A los nueve minutos, el Zaragoza ya había lanzado cuatro saques de esquina. En uno de ellos, casi siempre en corto para sacar del área pequeña a la poblada defensa gallega, Eguaras, desde lejos, había marcado. Como en Miranda, Atienza cerró el puño con rabia sabedor de la importancia del tempranero tanto para que el Deportivo se estirara y dejara espacios. Pero el empate de Mollejo, apenas cinco minutos más tarde, obligaba a volver a empezar,

El cordobés imponía el orden y mando desde atrás. Clemente y Burgui eran los principales destinarios de sus reprimendas, centradas en cerrar el costado que sangraba. Atienza era el jefe de la retaguardia. Como siempre.

Pero su momento estaba por llegar. El central se incorporó al remate de otro saque de esquina que el Zaragoza volvió a botar en corto. Un cruce de miradas con Eguras bastó para que el navarro depositara suavemente el balón en la cabeza de Atienza, que, de forma impecable, remató ajustado al poste izquierdo del marco defendido por Dani Giménez.

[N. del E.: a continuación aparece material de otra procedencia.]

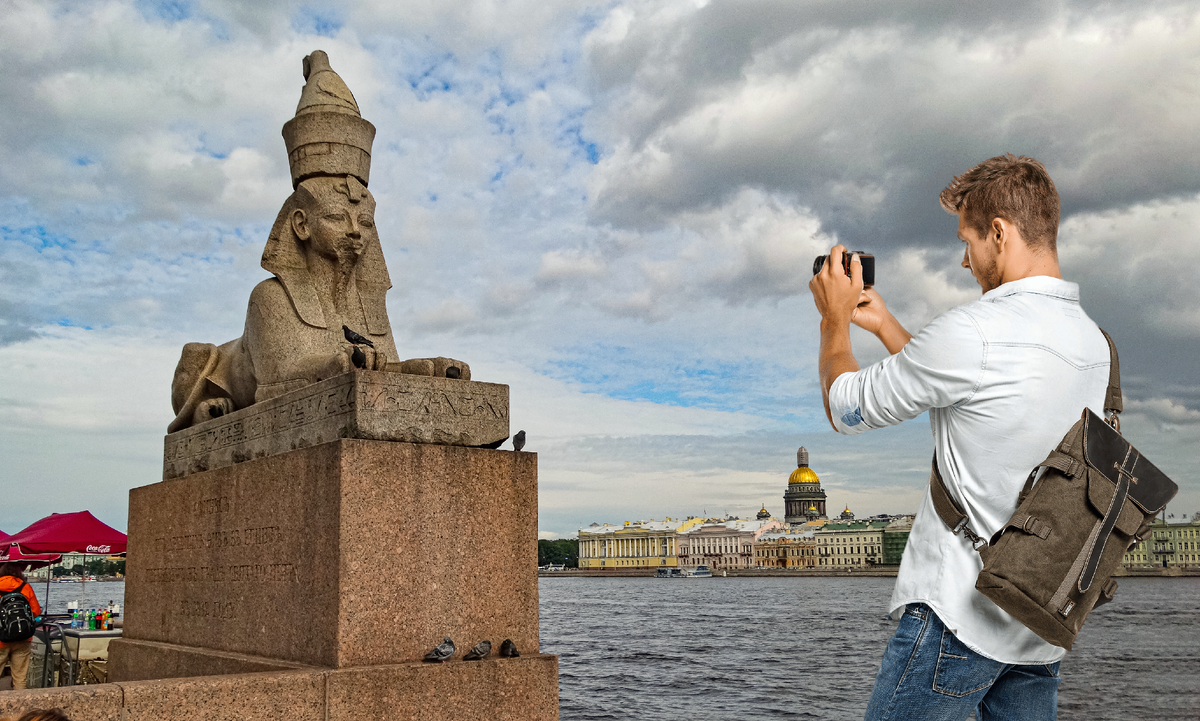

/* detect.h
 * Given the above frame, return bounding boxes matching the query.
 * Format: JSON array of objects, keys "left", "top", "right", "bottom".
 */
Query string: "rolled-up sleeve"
[{"left": 829, "top": 308, "right": 988, "bottom": 435}]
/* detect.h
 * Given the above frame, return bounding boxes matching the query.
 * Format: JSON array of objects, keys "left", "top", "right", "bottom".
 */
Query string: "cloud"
[{"left": 0, "top": 0, "right": 1200, "bottom": 534}]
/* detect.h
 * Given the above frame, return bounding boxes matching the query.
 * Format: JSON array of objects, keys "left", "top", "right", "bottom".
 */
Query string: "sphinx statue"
[{"left": 167, "top": 50, "right": 470, "bottom": 433}]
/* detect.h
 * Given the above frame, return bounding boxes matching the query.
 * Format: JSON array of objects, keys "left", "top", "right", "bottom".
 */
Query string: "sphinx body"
[{"left": 167, "top": 50, "right": 470, "bottom": 433}]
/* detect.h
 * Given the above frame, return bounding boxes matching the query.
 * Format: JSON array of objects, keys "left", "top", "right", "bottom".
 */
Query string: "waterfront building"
[
  {"left": 814, "top": 521, "right": 888, "bottom": 567},
  {"left": 1121, "top": 518, "right": 1200, "bottom": 569},
  {"left": 754, "top": 527, "right": 817, "bottom": 569},
  {"left": 578, "top": 518, "right": 704, "bottom": 571},
  {"left": 883, "top": 516, "right": 913, "bottom": 566},
  {"left": 784, "top": 446, "right": 827, "bottom": 525},
  {"left": 678, "top": 518, "right": 784, "bottom": 571}
]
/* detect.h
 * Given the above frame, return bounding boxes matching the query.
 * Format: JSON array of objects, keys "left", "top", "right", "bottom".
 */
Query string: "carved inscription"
[
  {"left": 154, "top": 525, "right": 283, "bottom": 554},
  {"left": 192, "top": 495, "right": 233, "bottom": 516},
  {"left": 146, "top": 564, "right": 300, "bottom": 583},
  {"left": 359, "top": 384, "right": 509, "bottom": 421},
  {"left": 179, "top": 601, "right": 238, "bottom": 620}
]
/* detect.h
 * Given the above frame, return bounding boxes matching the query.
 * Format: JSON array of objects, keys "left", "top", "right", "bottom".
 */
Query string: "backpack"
[
  {"left": 0, "top": 581, "right": 34, "bottom": 643},
  {"left": 929, "top": 330, "right": 1178, "bottom": 650}
]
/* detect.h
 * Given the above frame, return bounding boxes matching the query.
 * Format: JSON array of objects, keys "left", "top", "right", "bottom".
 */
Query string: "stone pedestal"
[{"left": 110, "top": 439, "right": 538, "bottom": 680}]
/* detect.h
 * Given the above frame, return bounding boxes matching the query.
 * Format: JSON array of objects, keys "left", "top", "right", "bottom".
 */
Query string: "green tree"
[{"left": 538, "top": 539, "right": 580, "bottom": 569}]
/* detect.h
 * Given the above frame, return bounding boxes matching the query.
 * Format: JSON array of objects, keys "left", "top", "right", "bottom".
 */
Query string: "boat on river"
[{"left": 654, "top": 565, "right": 713, "bottom": 578}]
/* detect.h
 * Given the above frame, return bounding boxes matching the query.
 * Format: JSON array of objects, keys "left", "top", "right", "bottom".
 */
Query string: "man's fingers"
[{"left": 850, "top": 253, "right": 863, "bottom": 289}]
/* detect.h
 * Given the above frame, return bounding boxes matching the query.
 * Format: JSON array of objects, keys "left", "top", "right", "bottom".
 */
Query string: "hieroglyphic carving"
[{"left": 163, "top": 371, "right": 509, "bottom": 477}]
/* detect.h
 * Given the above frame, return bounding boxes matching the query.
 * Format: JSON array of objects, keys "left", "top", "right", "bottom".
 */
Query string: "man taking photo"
[{"left": 810, "top": 155, "right": 1109, "bottom": 721}]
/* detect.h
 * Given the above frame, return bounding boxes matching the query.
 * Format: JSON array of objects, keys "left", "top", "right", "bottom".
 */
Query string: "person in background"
[{"left": 0, "top": 563, "right": 42, "bottom": 690}]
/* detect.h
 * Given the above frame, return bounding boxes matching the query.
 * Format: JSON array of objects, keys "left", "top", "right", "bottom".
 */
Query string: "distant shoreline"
[{"left": 538, "top": 566, "right": 1200, "bottom": 581}]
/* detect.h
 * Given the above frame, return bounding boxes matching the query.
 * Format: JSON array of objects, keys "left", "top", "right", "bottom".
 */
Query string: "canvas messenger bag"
[{"left": 929, "top": 330, "right": 1178, "bottom": 650}]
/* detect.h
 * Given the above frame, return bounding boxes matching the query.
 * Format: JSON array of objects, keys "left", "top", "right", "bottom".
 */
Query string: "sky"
[{"left": 0, "top": 0, "right": 1200, "bottom": 537}]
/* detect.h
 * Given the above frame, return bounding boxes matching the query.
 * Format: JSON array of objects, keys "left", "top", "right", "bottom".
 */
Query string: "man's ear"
[
  {"left": 290, "top": 208, "right": 308, "bottom": 240},
  {"left": 988, "top": 217, "right": 1016, "bottom": 253}
]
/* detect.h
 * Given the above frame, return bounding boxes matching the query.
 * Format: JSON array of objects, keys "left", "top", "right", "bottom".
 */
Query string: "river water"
[
  {"left": 539, "top": 578, "right": 1200, "bottom": 721},
  {"left": 25, "top": 578, "right": 1200, "bottom": 721}
]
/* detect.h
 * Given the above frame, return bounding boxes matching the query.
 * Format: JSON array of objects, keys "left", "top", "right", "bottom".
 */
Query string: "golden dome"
[{"left": 787, "top": 465, "right": 821, "bottom": 483}]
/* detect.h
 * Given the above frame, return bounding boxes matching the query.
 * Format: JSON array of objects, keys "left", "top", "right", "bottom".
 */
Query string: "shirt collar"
[{"left": 982, "top": 276, "right": 1079, "bottom": 302}]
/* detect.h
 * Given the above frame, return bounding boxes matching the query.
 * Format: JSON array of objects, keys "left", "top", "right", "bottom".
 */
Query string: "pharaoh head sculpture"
[{"left": 262, "top": 50, "right": 391, "bottom": 334}]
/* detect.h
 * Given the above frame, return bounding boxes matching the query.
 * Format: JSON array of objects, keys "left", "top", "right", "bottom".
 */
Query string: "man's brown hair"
[{"left": 938, "top": 152, "right": 1060, "bottom": 253}]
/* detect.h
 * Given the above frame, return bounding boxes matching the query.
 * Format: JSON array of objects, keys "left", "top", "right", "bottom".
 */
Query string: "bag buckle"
[{"left": 952, "top": 516, "right": 988, "bottom": 551}]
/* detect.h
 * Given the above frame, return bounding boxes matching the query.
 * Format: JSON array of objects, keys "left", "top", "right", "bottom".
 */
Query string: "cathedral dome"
[{"left": 787, "top": 465, "right": 821, "bottom": 485}]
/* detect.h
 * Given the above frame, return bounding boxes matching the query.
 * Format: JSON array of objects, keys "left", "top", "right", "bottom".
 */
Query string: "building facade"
[
  {"left": 754, "top": 528, "right": 817, "bottom": 569},
  {"left": 578, "top": 518, "right": 703, "bottom": 571},
  {"left": 882, "top": 516, "right": 912, "bottom": 566},
  {"left": 814, "top": 521, "right": 888, "bottom": 567},
  {"left": 678, "top": 518, "right": 784, "bottom": 571},
  {"left": 1122, "top": 518, "right": 1200, "bottom": 569},
  {"left": 784, "top": 446, "right": 827, "bottom": 525}
]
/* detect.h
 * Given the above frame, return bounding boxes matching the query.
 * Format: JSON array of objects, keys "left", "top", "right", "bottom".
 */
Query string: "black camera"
[{"left": 812, "top": 251, "right": 875, "bottom": 288}]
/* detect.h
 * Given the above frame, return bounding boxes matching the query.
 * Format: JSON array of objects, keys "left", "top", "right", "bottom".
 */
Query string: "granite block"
[
  {"left": 108, "top": 638, "right": 313, "bottom": 681},
  {"left": 117, "top": 671, "right": 325, "bottom": 721},
  {"left": 325, "top": 655, "right": 558, "bottom": 721},
  {"left": 162, "top": 371, "right": 509, "bottom": 480},
  {"left": 0, "top": 684, "right": 122, "bottom": 721},
  {"left": 114, "top": 439, "right": 538, "bottom": 678}
]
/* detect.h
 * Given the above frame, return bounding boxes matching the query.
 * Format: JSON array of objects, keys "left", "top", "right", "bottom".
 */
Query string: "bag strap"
[
  {"left": 1100, "top": 328, "right": 1123, "bottom": 422},
  {"left": 929, "top": 451, "right": 988, "bottom": 551}
]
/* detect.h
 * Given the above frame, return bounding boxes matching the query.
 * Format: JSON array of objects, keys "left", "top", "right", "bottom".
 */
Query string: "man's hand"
[
  {"left": 809, "top": 245, "right": 863, "bottom": 326},
  {"left": 850, "top": 288, "right": 912, "bottom": 354}
]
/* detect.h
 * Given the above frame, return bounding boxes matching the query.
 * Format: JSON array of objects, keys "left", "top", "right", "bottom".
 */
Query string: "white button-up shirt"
[{"left": 829, "top": 276, "right": 1109, "bottom": 663}]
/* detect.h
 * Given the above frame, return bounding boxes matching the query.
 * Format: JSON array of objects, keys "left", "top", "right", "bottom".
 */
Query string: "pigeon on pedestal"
[
  {"left": 342, "top": 325, "right": 374, "bottom": 348},
  {"left": 425, "top": 636, "right": 454, "bottom": 663}
]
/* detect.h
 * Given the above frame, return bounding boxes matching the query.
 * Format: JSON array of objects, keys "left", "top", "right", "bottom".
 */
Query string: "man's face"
[
  {"left": 959, "top": 214, "right": 1000, "bottom": 293},
  {"left": 305, "top": 179, "right": 379, "bottom": 263}
]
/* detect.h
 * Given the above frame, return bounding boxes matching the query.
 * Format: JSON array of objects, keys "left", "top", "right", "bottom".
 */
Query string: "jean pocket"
[{"left": 934, "top": 629, "right": 1002, "bottom": 697}]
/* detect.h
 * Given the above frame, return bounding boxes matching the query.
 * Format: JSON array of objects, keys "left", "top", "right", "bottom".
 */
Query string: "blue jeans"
[{"left": 866, "top": 603, "right": 1058, "bottom": 721}]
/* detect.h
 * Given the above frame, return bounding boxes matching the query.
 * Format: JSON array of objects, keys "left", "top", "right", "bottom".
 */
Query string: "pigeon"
[
  {"left": 425, "top": 636, "right": 454, "bottom": 663},
  {"left": 342, "top": 325, "right": 374, "bottom": 348},
  {"left": 462, "top": 641, "right": 492, "bottom": 661}
]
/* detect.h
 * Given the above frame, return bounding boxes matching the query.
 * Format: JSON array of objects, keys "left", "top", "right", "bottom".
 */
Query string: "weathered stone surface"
[
  {"left": 119, "top": 671, "right": 326, "bottom": 721},
  {"left": 113, "top": 439, "right": 538, "bottom": 678},
  {"left": 162, "top": 371, "right": 509, "bottom": 479},
  {"left": 325, "top": 657, "right": 558, "bottom": 721},
  {"left": 0, "top": 654, "right": 558, "bottom": 721},
  {"left": 108, "top": 638, "right": 313, "bottom": 681},
  {"left": 0, "top": 684, "right": 122, "bottom": 721}
]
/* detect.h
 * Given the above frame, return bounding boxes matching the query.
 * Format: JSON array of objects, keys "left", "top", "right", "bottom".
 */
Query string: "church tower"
[{"left": 784, "top": 446, "right": 827, "bottom": 525}]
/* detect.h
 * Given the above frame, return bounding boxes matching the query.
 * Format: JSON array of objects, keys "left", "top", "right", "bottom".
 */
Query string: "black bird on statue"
[
  {"left": 425, "top": 636, "right": 454, "bottom": 663},
  {"left": 342, "top": 325, "right": 374, "bottom": 348}
]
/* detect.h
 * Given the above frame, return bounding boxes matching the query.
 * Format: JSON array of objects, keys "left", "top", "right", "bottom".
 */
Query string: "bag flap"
[
  {"left": 1084, "top": 409, "right": 1180, "bottom": 513},
  {"left": 1087, "top": 468, "right": 1147, "bottom": 536}
]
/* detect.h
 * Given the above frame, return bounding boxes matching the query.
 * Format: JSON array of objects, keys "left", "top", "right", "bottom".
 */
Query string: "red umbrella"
[
  {"left": 0, "top": 544, "right": 62, "bottom": 567},
  {"left": 8, "top": 511, "right": 126, "bottom": 555}
]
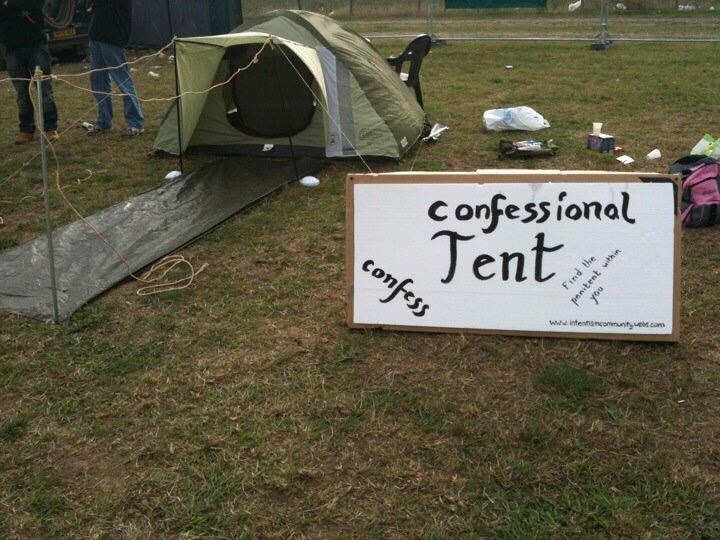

El tanto devolvía al Zaragoza la ventaja perdida justo cuando más cómodo parecía encontrarse un Deportivo. Lo peor había pasado. El primer gol de Atienza con la camiseta del equipo aragonés llegaba en el mejor momento. Y él lo sabía. Por eso, volvió a apretar puños y dientes. Aquellas palabras de ánimo y aliento que sus compañeros le dedicaron en Anduva dejaban paso ahora a epítetos irreproducibles y a ese momento glorioso de éxtasis que solo un gol es capaz de provocar. Anduva ya quedaba lejos. Muy lejos. Si había algún rastro de aquel sofocón, ya había desparecido por completo. Atienza lo había conseguido.

Todo fue más sencillo a partir de entonces. El movimiento de Víctor al dar entrada a James y, sobre todo, la expulsión de Gaku, acabaron con el Deportivo y dejaron el panorama más despejado para Atienza y los suyos, que, en todo caso, nunca perdieron la seriedad. En realidad, el peligro pasaba a ser uno mismo y en la comisión de un error fruto de la relajación o de esa traicionera sensación de superioridad sobre el oponente. Pero Atienza no volvió a caer. De hecho, derrochó aplomo, serenidad y concentración hasta el final.

Cuando Suárez marcó, el cordobés supo que todo había acabado. Su cabeza había sido determinante para una victoria esencial pero no solo por haber marcado ese tanto sino por su forma de sobreponerse a aquel mal rato.